Le premier Mondial, organisé à la hâte en 1987 pour satisfaire les appétits naissants de ceux qui flairaient la bonne affaire, avait généré moins de 2 millions de francs de chiffre d’affaires, selon les archives de l’International Rugby Board. En France il y a huit ans, la barre des 200 millions avait été franchie. Un record qui sera battu cette année puisque Rugby World Cup Ltd, la filiale qui gère les droits commerciaux de l’événement, selon des usages similaires à ceux pratiqués par la FIFA, table sur quelque 370 millions – le directeur Brett Gosper l’a dit dans Les Echos.
Alors, on peut toujours donner raison à Oscar Wilde, qui dans le rugby ne voyait rien d’autre qu’un «bon moyen d’envoyer trente brutes loin du centre-ville». Mais force est de reconnaître que les «trente brutes» embarquent une foule toujours croissante dans leur viril sillage.
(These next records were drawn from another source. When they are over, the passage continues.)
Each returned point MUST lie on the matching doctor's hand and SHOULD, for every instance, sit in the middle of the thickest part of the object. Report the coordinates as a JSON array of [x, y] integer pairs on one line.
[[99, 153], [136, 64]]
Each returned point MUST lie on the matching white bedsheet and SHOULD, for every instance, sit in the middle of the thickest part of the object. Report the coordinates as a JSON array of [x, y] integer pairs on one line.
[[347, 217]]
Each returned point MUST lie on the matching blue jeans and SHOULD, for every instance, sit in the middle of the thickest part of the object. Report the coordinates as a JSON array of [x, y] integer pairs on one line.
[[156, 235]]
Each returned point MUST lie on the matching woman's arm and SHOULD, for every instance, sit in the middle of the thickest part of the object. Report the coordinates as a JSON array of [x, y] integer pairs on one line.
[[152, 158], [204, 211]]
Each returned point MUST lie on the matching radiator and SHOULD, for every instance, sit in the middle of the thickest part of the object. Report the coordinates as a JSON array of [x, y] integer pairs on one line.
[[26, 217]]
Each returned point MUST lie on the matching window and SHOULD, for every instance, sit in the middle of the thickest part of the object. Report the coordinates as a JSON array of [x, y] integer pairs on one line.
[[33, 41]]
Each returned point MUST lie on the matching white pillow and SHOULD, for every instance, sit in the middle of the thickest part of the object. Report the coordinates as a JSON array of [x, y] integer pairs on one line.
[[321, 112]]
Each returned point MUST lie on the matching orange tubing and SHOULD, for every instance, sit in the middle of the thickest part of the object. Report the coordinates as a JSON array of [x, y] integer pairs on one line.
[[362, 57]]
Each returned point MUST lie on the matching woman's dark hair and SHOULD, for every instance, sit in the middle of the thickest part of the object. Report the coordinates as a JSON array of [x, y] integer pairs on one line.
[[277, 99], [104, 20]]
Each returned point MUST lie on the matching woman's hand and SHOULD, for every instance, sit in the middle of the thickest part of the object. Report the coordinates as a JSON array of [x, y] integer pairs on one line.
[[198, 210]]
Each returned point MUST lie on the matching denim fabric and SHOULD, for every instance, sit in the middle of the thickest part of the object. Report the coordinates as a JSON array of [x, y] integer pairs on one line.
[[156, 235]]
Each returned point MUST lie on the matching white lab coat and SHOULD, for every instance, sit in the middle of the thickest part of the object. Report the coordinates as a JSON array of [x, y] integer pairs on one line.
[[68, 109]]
Dans les douze stades anglais et chez le treizième hôte, à Cardiff, on attend 2,4 millions de spectateurs au total; un chiffre pas ridicule du tout en comparaison des 3,3 millions de la Coupe du monde de foot Brésil 2014.
En vingt ans, depuis cette fameuse nuit du 26 au 27 août 1995 où l’obligation de l’amateurisme fut abolie – mais les clubs la contournaient joyeusement depuis plusieurs années déjà –, l’Ovalie a explosé. La baudruche risque-t-elle d’en faire autant? Quelques indices, en tout cas, tendent à démontrer que «le cochon est dans le maïs» (traduction: ça sent le roussi), voire même que «la cabane est tombée sur le chien» (les carottes sont cuites).
Le rugby, «sport de brutes pratiqué par des gentlemen» à l’inverse du football comme le rappelle l’adage, le rugby, quintessence de la chevalerie sans faille et de la troisième mi-temps échevelée, peut-il entasser l’argent du beurre sans souiller ses lettres de noblesse? En trois décennies, les joueurs ont pris en moyenne 10 kilos de muscle – une étude a démontré que la violence des impacts avait doublé. «Ils ne jouent plus le même sport», s’est contenté de lâcher Serge Blanco, ex-capitaine des Bleus, sur France Télévisions.
Le rugby, que feu le Basque André Alvarez résumait à «l’art de bien passer sa jeunesse», arrive à maturité. On pourrait s’asseoir une heure sur un ballon pour se demander s’il s’agit d’un bon signe.